Mais le plus mal en point, cette nuit-là, était sûrement Ron. La découverte du cadavre de la petite fille l'avait touché plus profondément que toutes les horreurs auxquelles il avait assisté pendant la guerre. Il ressassait, encore et toujours, sourd aux paroles vides qui s'échangeaient autour de lui. De toute manière, les autres ne faisaient que combler le silence.

Soudain, n'en pouvant plus, il se leva :

- Je vais prendre l'air.

Dehors, le ciel se tentait du blanc caractéristique des minutes qui précèdent l'aube. Le jardin était recouvert d'une neige qui aurait été immaculée sans les traces de pas laissées çà et là par les gnomes. Il s'assit sur le pas de la porte. Il faisait froid, et Ron n'avait pas pris de manteau. Pourtant, il ne frissonna même pas. Il ne ressentait plus rien...

Il ne bougea pas d'un cil quand Harry s'installa à côté de lui. Après un silence qui sembla durer une éternité, il se prit finalement la parole :

- Elle ne se doutait de rien... Ce n'était pas la guerre, elle n'avait pas peur, elle passait une bonne soirée avec ses parents et puis...

La voix de Ron se brisa. Harry ne répondit rien.

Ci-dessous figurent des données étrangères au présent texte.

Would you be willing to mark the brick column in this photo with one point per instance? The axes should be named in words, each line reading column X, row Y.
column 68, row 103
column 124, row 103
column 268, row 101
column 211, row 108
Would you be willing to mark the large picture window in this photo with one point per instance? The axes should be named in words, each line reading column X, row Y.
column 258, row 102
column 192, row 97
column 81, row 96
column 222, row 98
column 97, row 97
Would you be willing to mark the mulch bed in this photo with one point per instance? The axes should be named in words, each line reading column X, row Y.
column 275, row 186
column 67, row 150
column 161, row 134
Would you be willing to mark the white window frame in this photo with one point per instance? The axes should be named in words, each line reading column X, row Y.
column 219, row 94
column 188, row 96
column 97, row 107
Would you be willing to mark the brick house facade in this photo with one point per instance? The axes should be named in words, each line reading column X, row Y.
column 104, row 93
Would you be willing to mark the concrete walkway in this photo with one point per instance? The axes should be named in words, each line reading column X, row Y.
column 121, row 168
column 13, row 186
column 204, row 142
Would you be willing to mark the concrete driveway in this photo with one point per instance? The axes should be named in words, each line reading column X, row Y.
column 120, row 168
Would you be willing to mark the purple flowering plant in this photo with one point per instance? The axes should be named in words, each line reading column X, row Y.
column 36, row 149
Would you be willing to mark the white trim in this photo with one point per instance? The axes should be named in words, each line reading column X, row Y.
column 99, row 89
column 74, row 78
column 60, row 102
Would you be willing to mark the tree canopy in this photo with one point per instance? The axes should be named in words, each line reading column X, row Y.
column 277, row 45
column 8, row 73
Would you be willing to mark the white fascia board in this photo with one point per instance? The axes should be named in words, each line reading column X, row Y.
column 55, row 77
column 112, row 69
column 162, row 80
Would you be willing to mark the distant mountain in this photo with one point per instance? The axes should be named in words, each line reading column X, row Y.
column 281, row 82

Il savait que rien ne réconforterait son ami, que tout lui paraitrait futile... Il avait juste besoin de parler, à son rythme.

- J'ai vu ses parents reconnaitre son cadavre, reprit-il quelques minutes plus tard, la voix pleine de larmes. J'ai vu le chagrin su le visage de ces gens... C'est tellement injuste... Je ne sais même pas comment elle s'appelait...

Ron se mit à pleurer pour de bon. Si la guerre lui avait laissé un semblant d'innocence, ce qui en restait était mort avec cette petite fille. Harry lui tapota maladroitement le dos, ne sachant que faire pour le réconforter.

- Est-ce que tu crois que c'est de notre faute ? demanda-t-il à son ami lorsqu'il se fut calmé.

Harry mit du temps à répondre.

- Non, je ne crois pas. Nous avons lancé cette idée de concert, nous avons organisé les circonstances de l'attaque... Mais si ça n'avait pas été ici, ça aurait été ailleurs. Crois-tu réellement que, sans ce concert, les terroristes se seraient arrêtés là ? Ça devait arriver... Ce qui m'inquiète, c'est que les contrôles de sécurité étaient aussi stricts que possible...

- Ils ont des complices, répondit Ron. Ils en ont partout. Au ministère, chez les Aurors, peut-être même dans l'Ordre.

- C'est évident. Mais comment mettre la main dessus, je n'en ai pas la moindre idée...

Harry prit son visage dans ses mains. Il ne s'était jamais senti aussi impuissant. Les deux amis restèrent là, insensibles au froid, à regarder le soleil se lever doucement.

- Les garçons, je crois que vous devriez rentrer, fit la voix d'Hermione derrière eux. La Gazette du matin est arrivée.